Review: Lost Solace by Karl Drinkwater

Lost Solace by Karl Drinkwater

By Mike Glyer: Opal steals an experimental AI-controlled spaceship from the military to begin Lost Solace by Karl Drinkwater because she’s seeking something that’s been taken away from her. She hopes to find it on a Lost Ship, one of the spaceships that vanish with all hands, then reappear, strangely altered, derelict, and rumored to be full of horrors. And Opal knows where she expects to find one.

In the vicinity of a neutron star Opal locates a seemingly deserted spaceship – and from the moment she boards an endless variety of tech and lifeforms are trying to kill her. Her companion AI, named Clarissa, helps keep track of the threats – though their relationship is complicated by the fact that Opal isn’t telling Clarissa everything, beginning with the fact that she’s been stolen.

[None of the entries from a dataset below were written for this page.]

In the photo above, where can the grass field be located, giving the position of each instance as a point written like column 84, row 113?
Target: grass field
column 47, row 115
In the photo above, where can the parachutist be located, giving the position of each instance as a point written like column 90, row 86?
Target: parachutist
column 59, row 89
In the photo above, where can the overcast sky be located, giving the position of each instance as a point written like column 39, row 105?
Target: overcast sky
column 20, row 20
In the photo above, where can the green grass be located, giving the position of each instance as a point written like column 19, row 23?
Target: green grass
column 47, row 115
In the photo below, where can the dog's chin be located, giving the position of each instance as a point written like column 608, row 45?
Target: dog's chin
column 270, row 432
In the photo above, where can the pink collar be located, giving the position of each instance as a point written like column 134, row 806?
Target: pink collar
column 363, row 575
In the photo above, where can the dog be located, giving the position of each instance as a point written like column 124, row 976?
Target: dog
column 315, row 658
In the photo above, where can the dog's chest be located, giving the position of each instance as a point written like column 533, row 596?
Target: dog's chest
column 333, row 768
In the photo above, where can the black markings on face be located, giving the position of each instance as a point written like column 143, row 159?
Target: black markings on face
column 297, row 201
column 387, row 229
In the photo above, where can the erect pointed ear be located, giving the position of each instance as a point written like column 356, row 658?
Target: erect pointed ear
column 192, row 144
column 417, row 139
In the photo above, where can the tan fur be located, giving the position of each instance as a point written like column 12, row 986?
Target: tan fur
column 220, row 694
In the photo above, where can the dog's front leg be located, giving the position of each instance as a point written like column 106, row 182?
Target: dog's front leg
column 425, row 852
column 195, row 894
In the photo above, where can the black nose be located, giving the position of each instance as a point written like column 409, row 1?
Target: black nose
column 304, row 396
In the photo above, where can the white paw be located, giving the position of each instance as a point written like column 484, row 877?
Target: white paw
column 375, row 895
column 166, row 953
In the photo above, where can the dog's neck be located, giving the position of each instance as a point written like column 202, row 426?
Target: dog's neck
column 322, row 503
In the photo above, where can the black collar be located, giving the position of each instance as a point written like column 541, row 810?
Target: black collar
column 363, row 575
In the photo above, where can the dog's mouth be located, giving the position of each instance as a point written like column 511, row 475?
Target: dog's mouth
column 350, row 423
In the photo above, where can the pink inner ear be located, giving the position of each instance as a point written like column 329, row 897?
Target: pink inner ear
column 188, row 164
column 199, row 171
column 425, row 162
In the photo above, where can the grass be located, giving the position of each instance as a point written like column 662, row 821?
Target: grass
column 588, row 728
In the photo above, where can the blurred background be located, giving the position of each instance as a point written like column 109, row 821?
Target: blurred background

What does Opal hope to find? What happened to this Lost Ship? The way Drinkwater builds this story discovery-by-discovery, with all kinds of dangers thrown in, marries what I liked about Rendezvous with Rama to the array of lethal threats presented in the novels of Rusch’s Diving Universe. And the story moves at an even more dynamic and compelling pace than either of them.

An orphan who has been pushed into a military career, Opal may be a highly effective fighter but she hates taking orders or being under any kind of discipline, and has only endured it with her goal in mind. Eventually we learn what that goal is. Meanwhile, she fights her way through endless deadly situations aboard this mystery ship, protected by her armored spacesuit and its suite of ingenious weaponry. Writers have been improving on Heinlein’s Mobile Infantry gear for more than six decades, and Drinkwater brings a richly inventive imagination to the table, giving Opal the weapons of a marine, a suit of armor tailored for vacuum, visual displays worthy of a fighter plane (or maybe a video game), and the support of artificial intelligence.

One of the best and most difficult accomplishments, as the author unfolds this fast-moving action adventure, is that the two main characters – Opal and Clarissa – grow in identity and friendship. Their mutual loyalty makes the reader care about their survival. And the way the experience transforms them provides a satisfying sense of closure to this novel, while still leaving the way open for the follow-up.

[Lost Solace by Karl Drinkwater is an entry in the Self-Published Science Fiction Competition.]